Stats Are Not My Friend
Part of the motivation for me to start writing posts here under my own space is down to two things:
- I can have more control over what I post and how it looks
- I don’t have any analytics
Sure, it’s more complicated and time consuming to create, edit and publish new words here, and Medium.com gives me a really nice user experience to write in, but point #2 is the most pertinent.
I am addicted to stats.
For the same reason that I took myself off of Facebook, MySpace, Soundcloud, Last.fm and all the other reasonably “social” networks, I cannot help myself but check how many people have read/listened/visited since I last looked 15 minutes ago.
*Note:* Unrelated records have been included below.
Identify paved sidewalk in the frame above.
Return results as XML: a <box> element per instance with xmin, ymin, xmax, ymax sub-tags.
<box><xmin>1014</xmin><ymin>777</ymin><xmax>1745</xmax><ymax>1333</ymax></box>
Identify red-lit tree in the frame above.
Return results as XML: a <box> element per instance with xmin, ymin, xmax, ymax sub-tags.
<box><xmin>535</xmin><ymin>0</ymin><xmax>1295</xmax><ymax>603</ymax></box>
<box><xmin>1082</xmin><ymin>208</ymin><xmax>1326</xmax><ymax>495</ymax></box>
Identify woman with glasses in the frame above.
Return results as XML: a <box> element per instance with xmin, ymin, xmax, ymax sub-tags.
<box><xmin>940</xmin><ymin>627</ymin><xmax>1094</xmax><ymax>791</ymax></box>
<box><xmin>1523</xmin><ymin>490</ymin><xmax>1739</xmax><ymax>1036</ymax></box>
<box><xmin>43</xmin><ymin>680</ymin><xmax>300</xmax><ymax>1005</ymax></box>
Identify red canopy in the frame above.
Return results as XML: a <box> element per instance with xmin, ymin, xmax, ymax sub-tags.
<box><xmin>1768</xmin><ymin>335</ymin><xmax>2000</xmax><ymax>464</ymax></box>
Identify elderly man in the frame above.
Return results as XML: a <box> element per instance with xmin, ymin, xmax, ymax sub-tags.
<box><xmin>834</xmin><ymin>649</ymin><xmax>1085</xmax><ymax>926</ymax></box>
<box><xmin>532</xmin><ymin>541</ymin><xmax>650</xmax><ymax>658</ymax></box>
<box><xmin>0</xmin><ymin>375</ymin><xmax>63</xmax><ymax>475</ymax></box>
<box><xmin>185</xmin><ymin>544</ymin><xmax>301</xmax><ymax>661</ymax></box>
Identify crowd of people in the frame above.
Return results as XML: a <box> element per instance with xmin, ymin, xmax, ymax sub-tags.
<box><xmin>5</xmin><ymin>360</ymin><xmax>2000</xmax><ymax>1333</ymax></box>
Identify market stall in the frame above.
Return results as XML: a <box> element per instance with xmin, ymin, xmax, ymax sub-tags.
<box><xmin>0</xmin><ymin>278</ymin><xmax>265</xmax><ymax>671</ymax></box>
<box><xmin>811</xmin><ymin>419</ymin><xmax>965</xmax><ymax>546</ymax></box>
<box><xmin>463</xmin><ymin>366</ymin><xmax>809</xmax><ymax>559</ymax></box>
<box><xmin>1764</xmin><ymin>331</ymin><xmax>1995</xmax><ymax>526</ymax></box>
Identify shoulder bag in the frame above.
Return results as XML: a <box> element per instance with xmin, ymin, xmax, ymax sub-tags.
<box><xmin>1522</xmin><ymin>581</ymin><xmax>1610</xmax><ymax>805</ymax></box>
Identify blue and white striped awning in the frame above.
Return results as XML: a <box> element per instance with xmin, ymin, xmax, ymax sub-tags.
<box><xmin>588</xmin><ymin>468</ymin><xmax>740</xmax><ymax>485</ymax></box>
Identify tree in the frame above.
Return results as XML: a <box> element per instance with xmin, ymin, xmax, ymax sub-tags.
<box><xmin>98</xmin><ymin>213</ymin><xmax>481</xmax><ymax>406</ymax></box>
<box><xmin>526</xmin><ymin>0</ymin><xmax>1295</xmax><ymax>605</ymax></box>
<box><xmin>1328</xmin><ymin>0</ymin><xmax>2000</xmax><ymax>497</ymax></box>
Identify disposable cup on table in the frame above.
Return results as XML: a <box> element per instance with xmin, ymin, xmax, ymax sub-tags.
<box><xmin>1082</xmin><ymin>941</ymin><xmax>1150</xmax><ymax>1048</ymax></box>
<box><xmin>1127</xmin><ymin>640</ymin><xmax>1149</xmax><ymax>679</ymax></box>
I will publish something somewhere and almost immediately log back in to see if anyone’s visited. And that takes up an awful amount of time during the day, not just the physically checking but the space in my brain thinking about how something I’ve done is performing out in the wilds.
I think this is a common problem with social media platforms in general - the idea that what you do is graded - if it doesn’t have xx amount of visits or yy number of likes then you failed. There are notorious issues with people who frequent social media sites suffering from the need to constantly up the stakes with each subsequent post, because anything that has a lower number of stats than the last was considered a failure. And nobody wants to be viewed as a failure.
So I’ve taken the decision with Medium.com that I’ve taken with all other services. It’s got to go.
And I’m already feeling better for it.
I’ll add things to this site when I think I have something valuable to say or demonstrate and there it ends! It’s the same whether one person, ten people or zero people read. The motivation has moved from me doing something for other people’s acceptance, to me doing something I enjoy.
Soon I’ll move over an article on the Coordinator pattern and how it took me to the brink of an existential crisis, but that’s for another day.